L’accord politique obtenu de haute lutte vendredi 8 décembre sur le projet de règlement européen sur l’intelligence artificielle (IA) marque probablement la fin d’un cycle de régulation acharné, qui aura marqué les cinq dernières années. Depuis l’entrée en fonction de la Commission von der Leyen, nous avons assisté à une déferlante de textes qui ont fait de l’Europe le régulateur du numérique pour le reste du monde. Pour beaucoup, cette abondance cache une incapacité à agir.
Et, de fait, comme rarement auparavant, la négociation du règlement sur l’intelligence artificielle aura malheureusement fait s’opposer les pro-régulation aux pro-innovations dans une dialectique nous faisant oublier combien la régulation s’inscrit dans le cycle de l’innovation en ce qu’elle en détermine le cours. Une invention pour devenir une innovation doit être accueillie dans le tissu social.
Cela se fait par l’usage, mais aussi par cette expression de volonté collective qu’est le droit. Son rôle est alors de nous assurer par le jeu de la délibération démocratique que la course technologique dans laquelle nous nous lançons est la bonne. Négliger cela revient, sinon, à croire que la technologie va d’elle-même résoudre les problèmes qu’elle créera, ou que nous pouvons agir uniquement de manière corrective.
A l’inverse de quoi, l’Europe nous offre la possibilité de faire régner nos principes d’ouverture, nos libertés fondamentales ou encore notre aspiration à la paix sur le développement technologique. Alors profitons-en, et rappelons-nous que rien ne sert de nous lancer dans une course dont la ligne d’arrivée est assurément un mur. Cette course-là, nous pouvons nous réjouir de ne jamais en avoir pris le départ.
Gestion du risque
Comme cela a bien été identifié au cours de ces cinq dernières années, la gestion du risque est devenue la boussole première de la régulation européenne sur le numérique, et le règlement sur l’intelligence artificielle en cours de finalisation en est peut-être l’expression la plus aboutie.
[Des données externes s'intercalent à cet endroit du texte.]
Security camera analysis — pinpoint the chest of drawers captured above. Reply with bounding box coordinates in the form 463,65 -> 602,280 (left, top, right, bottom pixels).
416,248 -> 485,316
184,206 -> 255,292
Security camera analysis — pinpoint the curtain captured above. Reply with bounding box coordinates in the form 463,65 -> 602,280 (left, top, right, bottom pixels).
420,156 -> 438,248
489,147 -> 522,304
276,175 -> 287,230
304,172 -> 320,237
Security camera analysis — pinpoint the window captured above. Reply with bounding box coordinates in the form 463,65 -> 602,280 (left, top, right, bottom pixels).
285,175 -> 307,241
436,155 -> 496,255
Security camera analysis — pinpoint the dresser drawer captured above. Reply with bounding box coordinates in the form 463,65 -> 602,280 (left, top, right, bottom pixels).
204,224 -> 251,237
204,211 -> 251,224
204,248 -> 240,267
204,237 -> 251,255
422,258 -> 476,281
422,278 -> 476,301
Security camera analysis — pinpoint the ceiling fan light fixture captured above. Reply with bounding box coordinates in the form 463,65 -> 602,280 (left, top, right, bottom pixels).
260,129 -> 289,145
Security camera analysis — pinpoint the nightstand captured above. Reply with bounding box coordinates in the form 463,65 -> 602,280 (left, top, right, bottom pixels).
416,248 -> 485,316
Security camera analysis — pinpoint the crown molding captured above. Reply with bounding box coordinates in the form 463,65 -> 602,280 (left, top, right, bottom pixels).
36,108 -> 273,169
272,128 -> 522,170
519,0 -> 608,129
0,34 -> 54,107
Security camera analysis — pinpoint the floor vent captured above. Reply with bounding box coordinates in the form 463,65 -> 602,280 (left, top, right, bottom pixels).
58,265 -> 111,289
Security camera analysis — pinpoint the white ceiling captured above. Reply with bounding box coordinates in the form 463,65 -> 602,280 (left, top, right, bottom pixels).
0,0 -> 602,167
S’il est entendable que la responsabilité du législateur soit d’abord de nous prémunir des risques les plus importants, nous pourrons nous accorder sur le fait que cela ne constitue pas un objectif politique viable sur le long terme. Gouverner uniquement par le risque, ce ne serait pas construire un projet social, mais se contenter de ramasser les pots cassés. En amont de l’émergence des systèmes, nous devons établir les jalons nécessaires mais aussi les objectifs positifs auxquels nous voulons parvenir. Ce qui rejoint bien le rôle structurant que doit avoir la régulation dans le déploiement de l’innovation.